自動車関連事業に比重を移し、着々と企業基盤を整備しつつあった1985年(昭和60)6月12日、二輪車向けのプラスチックなどの樹脂金型分野への事業拡大を志向していた泰伸専務が、急逝した。泰伸は幸作の長男で、1952年生まれ。81年に専務取締役に就任し、鋳造型以外のもう一つの柱として、二輪車向けのプラスチック金型分野の業容拡大を試行錯誤していた。享年32。専務取締役に就任してわずか4年だった。

学校法人金沢高等学校から帝京大学に進み、卒業後1年半余りを同業の金型メーカーである株式会社マスオカ(旧富山県福岡町)で修業し、76年に入社した。

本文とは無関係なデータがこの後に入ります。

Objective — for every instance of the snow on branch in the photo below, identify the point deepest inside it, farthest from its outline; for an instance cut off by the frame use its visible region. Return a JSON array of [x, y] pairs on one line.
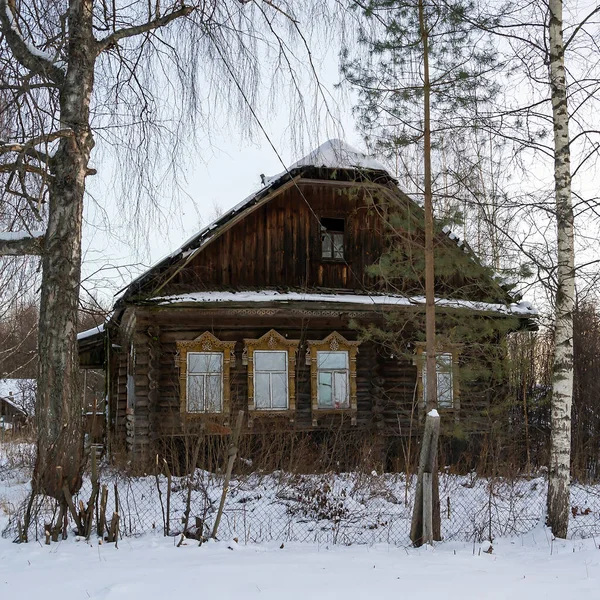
[[32, 58], [111, 40], [21, 243]]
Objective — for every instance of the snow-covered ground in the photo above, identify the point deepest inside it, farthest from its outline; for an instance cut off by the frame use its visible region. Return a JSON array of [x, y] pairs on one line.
[[151, 566]]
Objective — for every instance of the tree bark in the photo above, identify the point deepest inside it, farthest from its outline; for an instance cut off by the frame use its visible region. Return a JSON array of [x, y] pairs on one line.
[[429, 446], [562, 384], [59, 412]]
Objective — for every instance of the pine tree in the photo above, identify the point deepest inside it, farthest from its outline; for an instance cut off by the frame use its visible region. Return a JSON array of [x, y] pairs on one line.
[[426, 76]]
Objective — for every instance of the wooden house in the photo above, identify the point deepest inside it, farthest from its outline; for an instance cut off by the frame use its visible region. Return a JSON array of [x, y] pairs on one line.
[[17, 399], [262, 311]]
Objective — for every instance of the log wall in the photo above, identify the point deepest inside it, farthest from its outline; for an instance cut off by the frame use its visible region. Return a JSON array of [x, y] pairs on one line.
[[386, 385]]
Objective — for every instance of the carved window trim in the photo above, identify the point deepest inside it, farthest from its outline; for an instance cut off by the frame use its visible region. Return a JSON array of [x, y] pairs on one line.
[[206, 342], [272, 340], [333, 342], [454, 351]]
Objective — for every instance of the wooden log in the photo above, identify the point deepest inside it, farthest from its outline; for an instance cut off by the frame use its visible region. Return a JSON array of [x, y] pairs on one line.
[[427, 464]]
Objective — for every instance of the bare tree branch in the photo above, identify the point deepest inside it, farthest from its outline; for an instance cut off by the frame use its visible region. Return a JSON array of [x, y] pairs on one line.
[[29, 56], [111, 40]]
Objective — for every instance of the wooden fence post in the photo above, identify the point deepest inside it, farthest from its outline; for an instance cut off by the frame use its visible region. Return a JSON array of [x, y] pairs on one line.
[[232, 453], [421, 530]]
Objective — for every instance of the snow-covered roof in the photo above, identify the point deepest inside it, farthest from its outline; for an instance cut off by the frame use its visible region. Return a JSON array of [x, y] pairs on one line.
[[521, 309], [90, 332], [337, 154]]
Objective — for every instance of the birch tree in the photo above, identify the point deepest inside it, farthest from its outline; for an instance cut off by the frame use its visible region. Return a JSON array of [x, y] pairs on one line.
[[555, 95], [562, 383], [127, 73]]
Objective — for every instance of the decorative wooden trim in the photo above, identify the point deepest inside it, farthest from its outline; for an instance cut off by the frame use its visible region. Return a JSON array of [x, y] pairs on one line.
[[419, 361], [271, 341], [334, 341], [206, 342]]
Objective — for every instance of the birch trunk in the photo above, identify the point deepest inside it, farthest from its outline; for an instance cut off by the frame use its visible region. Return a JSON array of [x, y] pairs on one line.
[[59, 412], [562, 384]]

82年に胃ガンとわかり、闘病をつづけながら会社の発展に尽力していた。

当社の後継者として高岡市内に友人も多く、14日に行った社葬では友人の山本繁高岡市議会議員・市消防団長が葬儀委員長を務めた。会場となった松村家の菩提寺である稱念寺(高岡市大町)には、取引先、仕入れ先をはじめ友人など約500人が参列し、その早すぎる死を悼んだ。

幸作社長は3年前の82年には長女で一人娘だった洋子も病気で失っており、その悲しみも癒えないうちの不幸だった。知人への会葬礼状で次のような無念の思いを綴っている。

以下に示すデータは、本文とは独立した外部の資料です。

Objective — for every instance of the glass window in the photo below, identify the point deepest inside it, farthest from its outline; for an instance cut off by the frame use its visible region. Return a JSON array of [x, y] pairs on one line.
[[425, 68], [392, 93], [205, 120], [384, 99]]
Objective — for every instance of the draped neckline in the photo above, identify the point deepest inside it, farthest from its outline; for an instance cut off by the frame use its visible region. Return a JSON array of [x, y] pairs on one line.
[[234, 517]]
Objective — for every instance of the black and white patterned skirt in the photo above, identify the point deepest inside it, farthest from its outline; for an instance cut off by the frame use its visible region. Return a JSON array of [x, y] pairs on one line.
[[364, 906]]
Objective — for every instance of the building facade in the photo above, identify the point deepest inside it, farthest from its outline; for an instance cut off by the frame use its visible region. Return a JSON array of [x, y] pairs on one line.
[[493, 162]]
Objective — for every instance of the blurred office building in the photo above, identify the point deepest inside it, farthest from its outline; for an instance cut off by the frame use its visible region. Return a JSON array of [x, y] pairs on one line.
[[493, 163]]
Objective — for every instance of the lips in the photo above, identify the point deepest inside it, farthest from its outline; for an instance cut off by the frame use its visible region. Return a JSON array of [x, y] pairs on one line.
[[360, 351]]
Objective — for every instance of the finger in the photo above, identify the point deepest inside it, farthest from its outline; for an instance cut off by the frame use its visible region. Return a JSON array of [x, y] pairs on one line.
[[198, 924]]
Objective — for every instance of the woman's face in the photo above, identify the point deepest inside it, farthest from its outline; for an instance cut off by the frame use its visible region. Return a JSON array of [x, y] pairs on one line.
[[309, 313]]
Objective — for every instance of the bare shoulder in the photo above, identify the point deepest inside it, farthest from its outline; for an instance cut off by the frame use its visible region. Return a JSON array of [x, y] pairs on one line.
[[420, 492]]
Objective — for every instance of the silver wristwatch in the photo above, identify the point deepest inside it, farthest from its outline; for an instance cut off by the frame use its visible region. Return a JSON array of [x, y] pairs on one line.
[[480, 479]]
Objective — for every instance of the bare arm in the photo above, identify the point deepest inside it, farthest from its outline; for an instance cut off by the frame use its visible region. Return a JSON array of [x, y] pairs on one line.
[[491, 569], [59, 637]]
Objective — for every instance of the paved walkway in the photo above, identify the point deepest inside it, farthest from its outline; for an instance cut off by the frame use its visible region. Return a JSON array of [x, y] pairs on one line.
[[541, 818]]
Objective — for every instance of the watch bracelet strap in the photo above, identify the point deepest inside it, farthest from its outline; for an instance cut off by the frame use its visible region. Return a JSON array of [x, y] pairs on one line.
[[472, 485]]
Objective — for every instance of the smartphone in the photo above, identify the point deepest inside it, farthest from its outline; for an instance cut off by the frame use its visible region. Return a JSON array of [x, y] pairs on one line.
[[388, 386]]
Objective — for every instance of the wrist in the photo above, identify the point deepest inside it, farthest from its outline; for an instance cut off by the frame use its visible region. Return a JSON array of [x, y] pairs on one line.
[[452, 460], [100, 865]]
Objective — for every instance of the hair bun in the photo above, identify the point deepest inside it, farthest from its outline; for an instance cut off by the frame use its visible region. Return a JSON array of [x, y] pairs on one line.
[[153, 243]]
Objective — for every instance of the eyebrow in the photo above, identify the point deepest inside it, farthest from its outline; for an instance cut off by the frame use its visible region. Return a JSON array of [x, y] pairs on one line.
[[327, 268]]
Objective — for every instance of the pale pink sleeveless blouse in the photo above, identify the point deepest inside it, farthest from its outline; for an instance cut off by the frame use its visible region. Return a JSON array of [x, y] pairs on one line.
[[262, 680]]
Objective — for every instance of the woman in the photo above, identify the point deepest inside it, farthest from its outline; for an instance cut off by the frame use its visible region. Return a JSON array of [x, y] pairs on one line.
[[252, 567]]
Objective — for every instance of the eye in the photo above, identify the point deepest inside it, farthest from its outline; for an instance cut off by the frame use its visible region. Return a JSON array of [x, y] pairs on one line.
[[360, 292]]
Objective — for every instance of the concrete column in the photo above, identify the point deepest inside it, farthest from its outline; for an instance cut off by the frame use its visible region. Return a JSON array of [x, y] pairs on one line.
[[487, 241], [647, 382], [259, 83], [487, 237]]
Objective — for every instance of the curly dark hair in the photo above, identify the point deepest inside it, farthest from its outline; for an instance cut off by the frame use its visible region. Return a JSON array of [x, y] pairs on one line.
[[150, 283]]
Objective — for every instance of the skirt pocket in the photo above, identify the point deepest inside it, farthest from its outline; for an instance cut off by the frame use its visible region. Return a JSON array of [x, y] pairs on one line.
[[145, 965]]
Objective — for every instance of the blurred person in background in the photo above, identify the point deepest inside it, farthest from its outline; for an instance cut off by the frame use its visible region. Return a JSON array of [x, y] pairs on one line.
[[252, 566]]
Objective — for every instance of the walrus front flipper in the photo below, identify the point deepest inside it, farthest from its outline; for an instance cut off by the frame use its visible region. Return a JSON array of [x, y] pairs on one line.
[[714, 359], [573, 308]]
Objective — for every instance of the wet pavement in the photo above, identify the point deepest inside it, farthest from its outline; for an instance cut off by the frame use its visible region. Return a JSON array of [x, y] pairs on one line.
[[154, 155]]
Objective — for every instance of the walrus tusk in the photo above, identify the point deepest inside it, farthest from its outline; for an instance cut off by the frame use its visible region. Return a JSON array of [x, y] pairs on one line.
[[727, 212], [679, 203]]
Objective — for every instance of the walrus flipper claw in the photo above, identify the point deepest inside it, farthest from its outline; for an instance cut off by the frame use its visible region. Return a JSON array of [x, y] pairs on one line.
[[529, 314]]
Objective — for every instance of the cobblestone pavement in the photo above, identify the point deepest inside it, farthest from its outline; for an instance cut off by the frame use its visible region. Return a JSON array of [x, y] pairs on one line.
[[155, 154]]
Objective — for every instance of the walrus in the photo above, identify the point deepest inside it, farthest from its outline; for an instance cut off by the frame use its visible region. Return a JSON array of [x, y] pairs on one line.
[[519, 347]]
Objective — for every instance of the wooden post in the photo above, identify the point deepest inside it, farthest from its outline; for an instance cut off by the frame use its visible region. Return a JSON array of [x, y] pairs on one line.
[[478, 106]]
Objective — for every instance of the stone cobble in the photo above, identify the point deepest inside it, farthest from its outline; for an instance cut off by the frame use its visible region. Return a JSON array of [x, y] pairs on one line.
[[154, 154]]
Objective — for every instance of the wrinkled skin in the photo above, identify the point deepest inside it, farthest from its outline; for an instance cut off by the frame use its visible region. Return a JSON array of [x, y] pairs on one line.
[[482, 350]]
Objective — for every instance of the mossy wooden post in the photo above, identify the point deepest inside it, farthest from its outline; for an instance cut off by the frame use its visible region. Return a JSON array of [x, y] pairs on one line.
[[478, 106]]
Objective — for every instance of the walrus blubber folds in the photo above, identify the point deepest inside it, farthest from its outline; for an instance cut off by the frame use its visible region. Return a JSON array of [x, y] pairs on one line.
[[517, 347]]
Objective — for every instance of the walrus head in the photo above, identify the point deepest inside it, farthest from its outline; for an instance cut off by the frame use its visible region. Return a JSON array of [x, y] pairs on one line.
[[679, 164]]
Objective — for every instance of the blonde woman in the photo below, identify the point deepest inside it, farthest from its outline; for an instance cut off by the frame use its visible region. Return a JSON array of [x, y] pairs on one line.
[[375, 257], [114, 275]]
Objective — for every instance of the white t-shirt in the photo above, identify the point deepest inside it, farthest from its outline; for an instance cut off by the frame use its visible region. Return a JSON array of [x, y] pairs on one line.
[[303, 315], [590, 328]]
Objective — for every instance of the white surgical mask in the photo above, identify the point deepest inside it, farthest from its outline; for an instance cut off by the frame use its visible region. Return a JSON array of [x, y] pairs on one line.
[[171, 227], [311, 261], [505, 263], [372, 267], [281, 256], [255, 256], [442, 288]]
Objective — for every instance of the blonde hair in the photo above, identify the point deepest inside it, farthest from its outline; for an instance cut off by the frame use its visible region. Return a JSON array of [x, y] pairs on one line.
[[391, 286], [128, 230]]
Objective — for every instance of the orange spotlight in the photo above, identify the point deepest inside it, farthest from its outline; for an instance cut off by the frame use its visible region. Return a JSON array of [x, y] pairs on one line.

私の長男泰伸は約3年前胃ガンを患い、病気の間も一生懸命会社発展のために働いてくれました。病名を知らせずにいましたので必ず治ると信じながら頑張ってくれましたが、ガンという病には勝てずとうとう帰らぬ人となってしまいました。残念でなりませんし、長男が残念な思いで逝ったことを思うと可哀想でなりません。

志半ばで逝った泰伸専務のプラスチック樹脂金型への思いは浩史課長(当時)によって引き継がれたが、金型業界におけるプラスチック型は生産額も多いが、事業所数も多い。富山県のプラスチック型は全国でも3位の生産額を誇り、大規模事業者が多く競争も熾烈だった。一方、このころ、当社が小松製作所氷見工場との取引開始以来培ってきた鋳造模型製作技術がCAD/CAMの導入をきっかけにモータリゼーションの波に乗って自動車鋳造金型の製造技術へと進化。杉山工業を経てトヨタ自動車にも納品されるようになっていた。83年に入社、仕上げから機械、設計などを経て金型製造に携わってきた山川雅志は、「杉山工業、新和工業(当時)の仕事が多くなったら仕事が変わった。精度要求の厳しさは小松製作所の比ではなく、従来の仕事スタイルではついていけなくなった」と語るように、83年から85年ごろは、当社における仕事の質、精度意識そのものが劇的に変化しようとするときだった。そのなかで、新しい分野ではあるものの先行企業が多くて採算性が低く、当社の培ってきた鋳造用金型製造技術が活用できないこともあって、プラスチック型をしだいに少なくしていかざるを得なかった。しかし、泰伸専務の後を引き継ぐことになった浩史現社長は、その志を生かす道を探りつづけ、94年には亜鉛合金による試作金型製造新技術などにも取り組んだ。